Las nuevas atracciones incluían el Astro Orbitor, que según bromeara P.
J. O’Rourke había sido “construido en un estilo que bien podría
denominarse ‘Jules Vernacular’”. Sin embargo, curiosamente, esta nueva e
irónica Tomorrowland no atrajo al público, lo cual dejó en claro que la
ironía retro-futurista todavía era una sensibilidad minoritaria que
apelaba a la clase de personas sofisticadas que casi con seguridad no
visitarían jamás Disneylandia.
En cuya categoría probablemente podría contárseme. Pero tengo hijos, y
durante una viaje a Los Ángeles para visitar a mi hermano y su familia
hace unos años, hicimos juntos la peregrinación a Anaheim. Mi único
consuelo para la mala comida y el dolor de abrir la billetera era que
podría ver qué había sido de Tomorrowland después de haber dejado atrás
el futurismo y el retro-futurismo. En ese sentido Tomorrowland no me
decepcionó, puesto que era incluso más decepcionante de lo que había
imaginado. En su mayor parte estaba plagada de atracciones de
franquicias cinematográficas, entre ellas un paseo con Buzz Lightyear y
una sesión de entrenamiento en
La guerra de las galaxias
destinada a que los niños se convirtieran en Caballeros Jedi combatiendo
con sus sables luminosos. En vez de la Casa del Futuro de Monsanto,
ahora teníamos The Innoventions Dream Home [La Casa Soñada de las
Innovenciones], una exhibición mediocre y mal organizada de tecnología
de entretenimiento doméstico que parecía estar adelantada uno o dos
años, como máximo, a los productos mainstream que se consiguen en
RadioShack.
Tras ser recibidos en la entrada por un robot estilo vintage que
parecía salido del set de una película de ciencia ficción de los años
cincuenta como
Planeta prohibido, llegamos al primer stand: un
despliegue de instrumentos musicales presuntamente futuristas fabricados
por Yamaha.
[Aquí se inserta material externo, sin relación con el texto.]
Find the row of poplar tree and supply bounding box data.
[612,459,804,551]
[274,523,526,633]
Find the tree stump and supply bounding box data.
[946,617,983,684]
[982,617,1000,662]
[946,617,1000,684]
Una rubia oxigenada repitió su forzado y animado parloteo
por enésima vez ese mismo día, alentando a los niños a probar una
especie de teclado-guitarra que sonaba como un koto o un dulcémele y a
turnarse para aporrear el kit de percusión, cuyas teclas disparaban
samples de risa humana o rugidos de león. Era muy similar a las cosas
que yo había visto hacer a bandas como Disco Inferno a mediados de los
noventa. La rubia también nos mostró cómo usar un micrófono que
modificaba el registro vocal desde el chillido de ratón hasta el
ultra-barítono ralentado: una vez más, nada que sacudiera los cimientos.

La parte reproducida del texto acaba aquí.